Un mémorial de l'esclavage en Tanzanie
L’Organisation des Nations-Unies (ONU) a reconnu, à travers une résolution adoptée le mercredi 25 mars, la traite négrière transatlantique comme le « crime le plus grave contre l’humanité.» Le vote a révélé de grandes dissensions entre les États membres de l’organisation mais constitue une victoire d’étape pour le continent africain.
Par Yaniss Pognon
Le texte de la résolution soutenu par 123 États, s’inscrit dans une dynamique portée par le Ghana et appuyée par l’Union africaine en faveur d’une reconnaissance accrue des injustices historiques.
Même si cette résolution n’a pas de valeur juridiquement contraignante, elle revêt une importance majeure sur le plan politique.
Elle relance le débat sur la traite négrière qui inclut les préoccupations d’ordre pécuniaire, notamment les réparations de cette injustice transcontinentale.
La résolution cristallise à nouveau l’attention du monde entier sur l’esclavage, ce crime qui continue de se manifester de à travers des inégalités raciales et les dynamiques néocoloniales.
La résolution a mis en lumière de profondes divisions entre les États membres de l’organisation. Trois pays, dont les États-Unis et Israël, ont voté contre, tandis que 52 autres pays, au nombre desquels le Royaume-Uni et les membres de l’Union européenne, se sont abstenus.
Pour les États-Unis leur opposition tient au fait à la reconnaissance d’un droit légal à réparation pour des faits qui n’étaient pas considérés comme illégaux à l’époque où ils étaient commis.
Les pays européens, quant à eux, craignent une possible hiérarchisation des crimes contre l’humanité et les implications juridiques pour d’éventuelles réparations.

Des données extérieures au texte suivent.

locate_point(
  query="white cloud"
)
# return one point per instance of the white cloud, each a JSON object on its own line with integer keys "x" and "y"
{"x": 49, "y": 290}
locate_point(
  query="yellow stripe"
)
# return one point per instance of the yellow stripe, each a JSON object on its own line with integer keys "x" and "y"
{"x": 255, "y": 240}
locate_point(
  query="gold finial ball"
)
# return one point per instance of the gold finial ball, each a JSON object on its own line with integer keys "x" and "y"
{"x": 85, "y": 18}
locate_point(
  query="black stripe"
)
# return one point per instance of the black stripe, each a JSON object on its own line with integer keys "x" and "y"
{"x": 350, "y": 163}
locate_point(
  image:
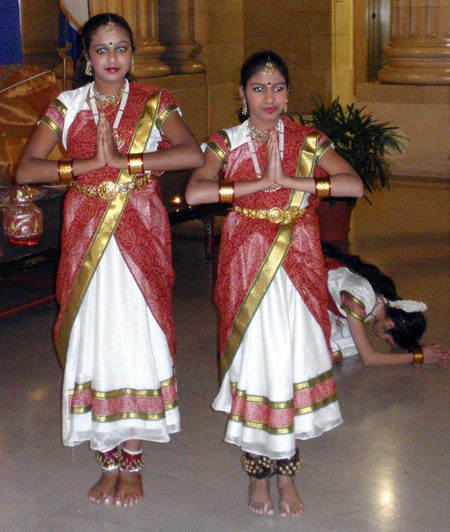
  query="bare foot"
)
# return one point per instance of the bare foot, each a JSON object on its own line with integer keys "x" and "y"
{"x": 129, "y": 488}
{"x": 290, "y": 502}
{"x": 103, "y": 491}
{"x": 259, "y": 501}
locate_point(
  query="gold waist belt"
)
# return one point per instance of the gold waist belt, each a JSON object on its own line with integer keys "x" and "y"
{"x": 274, "y": 215}
{"x": 108, "y": 190}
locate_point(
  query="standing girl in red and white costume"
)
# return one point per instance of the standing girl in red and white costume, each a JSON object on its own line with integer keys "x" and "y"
{"x": 114, "y": 332}
{"x": 277, "y": 380}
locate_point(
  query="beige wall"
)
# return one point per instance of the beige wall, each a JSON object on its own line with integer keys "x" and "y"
{"x": 315, "y": 37}
{"x": 40, "y": 24}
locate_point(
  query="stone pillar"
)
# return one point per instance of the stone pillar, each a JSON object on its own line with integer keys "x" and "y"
{"x": 418, "y": 52}
{"x": 142, "y": 16}
{"x": 177, "y": 32}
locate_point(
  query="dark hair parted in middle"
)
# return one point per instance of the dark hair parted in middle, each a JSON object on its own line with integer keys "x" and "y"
{"x": 258, "y": 60}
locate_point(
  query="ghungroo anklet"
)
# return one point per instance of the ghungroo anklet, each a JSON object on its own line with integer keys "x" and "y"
{"x": 109, "y": 460}
{"x": 289, "y": 466}
{"x": 131, "y": 461}
{"x": 257, "y": 467}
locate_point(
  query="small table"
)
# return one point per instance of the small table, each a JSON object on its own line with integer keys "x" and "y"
{"x": 19, "y": 264}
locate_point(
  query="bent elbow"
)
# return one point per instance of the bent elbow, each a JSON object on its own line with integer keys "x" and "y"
{"x": 190, "y": 197}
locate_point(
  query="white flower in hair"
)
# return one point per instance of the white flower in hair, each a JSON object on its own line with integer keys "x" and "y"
{"x": 408, "y": 305}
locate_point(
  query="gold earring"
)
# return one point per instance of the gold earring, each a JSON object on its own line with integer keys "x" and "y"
{"x": 244, "y": 107}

Il n’empêche que, selon le Président ghanéen John Dramani Mahama, l’adoption du texte constitue « une voie vers la guérison et la justice réparatrice ».
Il a insisté sur la nécessité de préserver la mémoire d’un drame historique qui a vu au moins 12,5 millions d’Africains déportés entre le XVe et le XIXe siècle. « L’adoption de cette résolution sert de garde-fou contre l’oubli », a-t-il insisté.
Samuel Okudzeto Ablakwa, chef de la diplomatie guinéenne a emboîté les pas de son président en analysant cette résolution comme un premier pas vers un cadre de réparations.
Le Secrétaire général de l’ONU, António Guterres, a, de son côté, plaidé pour une action « beaucoup plus audacieuse » afin de corriger les injustices historiques, évoquant des « blessures encore profondes » laissées par des siècles d’exploitation.